Okula Başladıktan Sonra Oluşan Korku: Kişilerin hayatındaki güvenilir

bir kurum olan yer okuldur. Okula karşı olan bu güven okuldaki eğitim öğretim durumuna göre öğretmenlerle yüksek düzeylere çıkarken alçak seviyelere de inebilmektedir.

Çocuk okula başlayınca üstüne giyim kuşamından söylediği sözlere, edindiği alışkanlıklardan tüm hayatına, aklında oluşturduğu ve kendisine idol olarak belirlediği kahramanlarına varıncaya kadar tüm durumu öğretmeni ile eşitler.

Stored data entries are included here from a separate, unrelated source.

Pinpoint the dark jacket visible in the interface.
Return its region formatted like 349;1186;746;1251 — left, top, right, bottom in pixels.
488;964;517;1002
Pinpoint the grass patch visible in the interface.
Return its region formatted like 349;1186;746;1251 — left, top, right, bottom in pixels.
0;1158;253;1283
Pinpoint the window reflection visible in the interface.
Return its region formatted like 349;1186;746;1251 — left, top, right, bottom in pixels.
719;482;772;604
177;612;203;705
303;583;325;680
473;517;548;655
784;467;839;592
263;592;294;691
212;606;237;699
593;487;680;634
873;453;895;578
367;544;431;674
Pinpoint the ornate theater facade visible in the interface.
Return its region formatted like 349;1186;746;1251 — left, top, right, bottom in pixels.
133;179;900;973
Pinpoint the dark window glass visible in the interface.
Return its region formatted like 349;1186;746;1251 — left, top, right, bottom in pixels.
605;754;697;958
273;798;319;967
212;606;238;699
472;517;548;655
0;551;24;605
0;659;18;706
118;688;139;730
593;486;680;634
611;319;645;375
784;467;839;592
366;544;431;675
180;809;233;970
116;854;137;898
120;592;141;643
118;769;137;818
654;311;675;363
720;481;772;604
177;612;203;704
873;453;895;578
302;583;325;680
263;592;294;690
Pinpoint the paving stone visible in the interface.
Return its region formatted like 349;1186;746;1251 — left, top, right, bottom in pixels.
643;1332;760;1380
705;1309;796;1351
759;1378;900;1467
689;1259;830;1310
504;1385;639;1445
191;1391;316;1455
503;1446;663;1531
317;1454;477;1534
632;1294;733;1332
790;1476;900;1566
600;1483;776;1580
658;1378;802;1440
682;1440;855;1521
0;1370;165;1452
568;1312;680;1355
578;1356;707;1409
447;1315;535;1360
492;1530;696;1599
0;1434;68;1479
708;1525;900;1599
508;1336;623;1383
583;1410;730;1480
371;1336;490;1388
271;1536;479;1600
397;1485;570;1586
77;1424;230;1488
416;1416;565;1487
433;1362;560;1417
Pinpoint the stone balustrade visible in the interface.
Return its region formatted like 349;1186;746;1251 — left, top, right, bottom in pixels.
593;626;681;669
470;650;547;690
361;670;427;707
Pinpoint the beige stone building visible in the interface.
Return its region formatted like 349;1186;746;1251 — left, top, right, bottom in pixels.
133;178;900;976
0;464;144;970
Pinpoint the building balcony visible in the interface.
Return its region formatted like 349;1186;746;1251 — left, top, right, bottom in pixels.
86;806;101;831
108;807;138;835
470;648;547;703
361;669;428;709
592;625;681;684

Bu halin en fazla yükseldiği dönem ilkokul 1. ve 2. Sınıftır (Çetinkaya, 2004).

Çocuklar için ilkokul dönemlerinde ki öğretmenleri en önemli faktördür. Çocuk için bir ışık kaynağı ve en doğru şeyleri söyleyen kişi de öğretmenidir. Ona göre öğretmen ebeveynlerinden daha fazla önemli olmaktadır ve davranışları ve konuştuğu şeylerin daha gerçekçi olduğunu bilmektedir. Genellikle ebeveynlerinin kendisine verdiği önerileri dinlemek istemezken aynı şeyleri öğretmeni söylediğinde onun söylediğine direk itimat eder ve karşı gelmeksizin yapmaktadır (Çetinkaya, 2004).

Okul fobisini ortaya çıkaran, çocuğu devamlı olarak gerilim içinde bulunduran, ceza sistemini en temel eğitim aracı olarak gören, sorunları okul aile işbirliğine güvenmeyerek kendi tarzıyla halletmeye çalışan, korkuya dayalı olarak

saygı oluşturmak için uğraşan öğretmen modeliyle yüzleşir çocuk. Bu modelde ki öğretmenlerin çocuklara sevgiyle yaklaşmak yerine korkuyla onları disipline etmeye çalışmaktadırlar.

İnsanların hayatında iz bırakan kişilerin özellikleri iki duyguda özetlenmektedir. Birincisi sevgi ve onun etrafında oluşan doğruluk, güzellik, yücelik vb. diğer heyecanların hepsini içinde barındıran iyilik değerlerdir. İkincisi ise korku ve onun ekseninde gerçekleşen şiddet, nefret, haset, kin vb. olan heyecanları içine alan kötülük değerleridir. Bu anlayış ile hareket edildiğinde bireylerin eğitim ve öğretim hayatında beyinlerinden silemedikleri iki tip öğretmen bulunmaktadır. Sevgi ve ona ait değerler çerçevesinde eğitim ve öğretimi gerçekleştirmeye uğraşan birinci tip öğretmen asla unutulmadı gibi korku ve ona ait değerler çerçevesinde eğitim ve öğretim faaliyetlerini gerçekleştirmeye çalışan ikinci tip öğretmenler de asla unutulmazlar (Uludağ, 2008).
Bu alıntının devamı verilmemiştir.